Ein Anschlag von Islamisten in Deutschland ist laut Geheimdiensten jederzeit möglich. Die Sicherheitsbehörden im Südwesten sehen zwar keine terroristische Zelle - zunehmend entwickeln sich aber Flüchtlingsunterkünfte zu Hotspots für Anwerbeversuche.

Stuttgart - Salafisten werben nach Auskunft des Geheimdienstes deutschlandweit immer mehr Flüchtlinge an. „In diesem Jahr gab es bundesweit 300 Kontaktaufnahmen mit Flüchtlingen, in Baden-Württemberg waren es in diesem und im vergangenen Jahr mehr als 40 solcher Ansprachen“, sagte der Islamwissenschaftler beim Landesamt für Verfassungsschutz (LfV) in Stuttgart, Benno Köpfer.

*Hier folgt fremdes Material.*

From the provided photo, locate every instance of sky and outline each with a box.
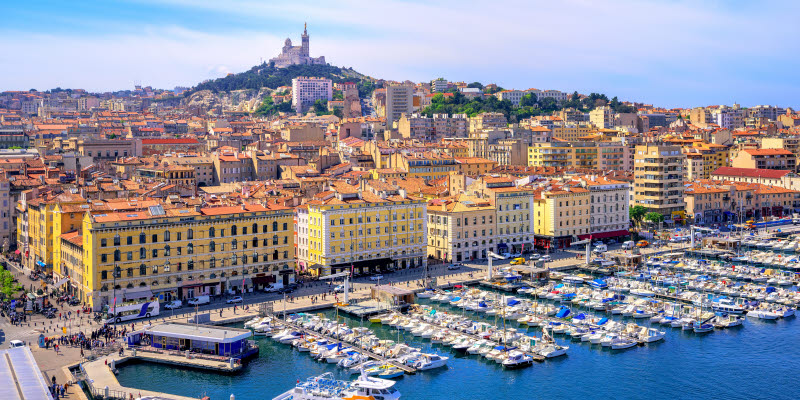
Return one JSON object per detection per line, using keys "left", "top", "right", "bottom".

Der Verfassungsschützer geht davon aus, dass die Dunkelziffer im Bund wie im Land deutlich höher ist. Laut Innenministerium erfolgten die Anwerbeversuche durch unmittelbare Kontaktaufnahmen, Einladungen zu Moscheebesuchen oder durch Verteilen des Korans.

 

Zudem gab es laut Köpfer in diesem Jahr bundesweit 400 Hinweise von verschiedenen Seiten zu verdächtigen Flüchtlingen, 60 davon hatten zu Ermittlungsverfahren geführt. In Baden-Württemberg sind beim Geheimdienst laut dem Innenministerium seit Sommer 2015 etwa 120 solcher Hinweise eingegangen. Zum Großteil handele es sich dabei um unspezifische Meldungen, sagte ein Sprecher von Innenminister Thomas Strobl (CDU). Zur Anzahl der Ermittlungsverfahren im Südwesten gab das Landeskriminalamt keine Auskunft. Salafisten wollen Staat, Rechtsordnung und Gesellschaft nach mittelalterlichen Regeln umgestalten.

Der in der vergangenen Woche verhaftete syrische Flüchtling aus Biberach hatte nach dpa-Informationen neben 17 000 Streichhölzern und fünf Funkgeräten eine Menge Batterien, zwei Küchenmesser, Gold-Silber-Regen sowie mehr als 1000 Euro in seinem Rucksack. Es besteht der dringende Tatverdacht, dass sich der 20-Jährige die Sachen beschafft hat, um damit eine Spreng- oder Brandvorrichtung herzustellen. Gegen ihn wurde Haftbefehl wegen Verdachts der Vorbereitung einer schweren staatsgefährdenden Gewalttat erlassen. Die Staatsanwaltschaft ermittelt, sieht jedoch Probleme, ihn allein wegen Streichhölzern anzuklagen.

Bomben aus Streichhölzern

Laut Köpfer verwenden Islamisten in Afghanistan Streichhölzer zum Bau vom Bomben. „Wir kennen das aus vielen Videos, in denen ganze Gruppen von Männern auf dem Boden sitzen und die Spitzen abrubbeln. Aus dem roten Pulver lässt sich eine Initialzündung für einen Sprengsatz bauen.“ Besorgt äußerte sich Köpfer, dass Islamisten in Deutschland Autobomben bauen könnten. „Wenn dieses Know-How zu uns kommt, haben wir ein richtiges Problem“.

Das LfV hatte eine Broschüre für Betreiber von Flüchtlingsunterkünften entwickelt mit fiktiven Beispielen für Missionierung und Radikalisierung unter Flüchtlingen. Polizei und Flüchtlingsheime sind laut Köpfer sensibilisiert.

Die Terrormiliz Islamischer Staat plant nach Informationen von Europol neue Terroranschläge in Europa in der nahen Zukunft. Nach Einschätzungen von Geheimdiensten könnten bereits mehrere Dutzend potenzielle IS-Terroristen in Europa sein, warnte das europäische Anti-Terrorismus Zentrum von Europol in einem Bericht am Freitag. Anschläge könnten von vernetzten Gruppen und auch Einzeltätern verübt werden. Als mögliches Waffenarsenal nannte die Polizeibehörde Sprengstoff, automatische Waffen, Messer, Äxte, Macheten oder Autos. Die Terrorismus-Experten schätzen auch die Gefahr von Autobomben als hoch ein.

In Baden-Württemberg gibt es nach Angaben von Köpfer keine islamistischen Hochburgen wie etwa in Nordrhein-Westfalen oder Hessen. Großräume wie Stuttgart und Pforzheim sowie die Rhein-Neckar-Region seien aber Schwerpunktregionen. Islamisten finden sich demnach aber auch in ländlichen Regionen.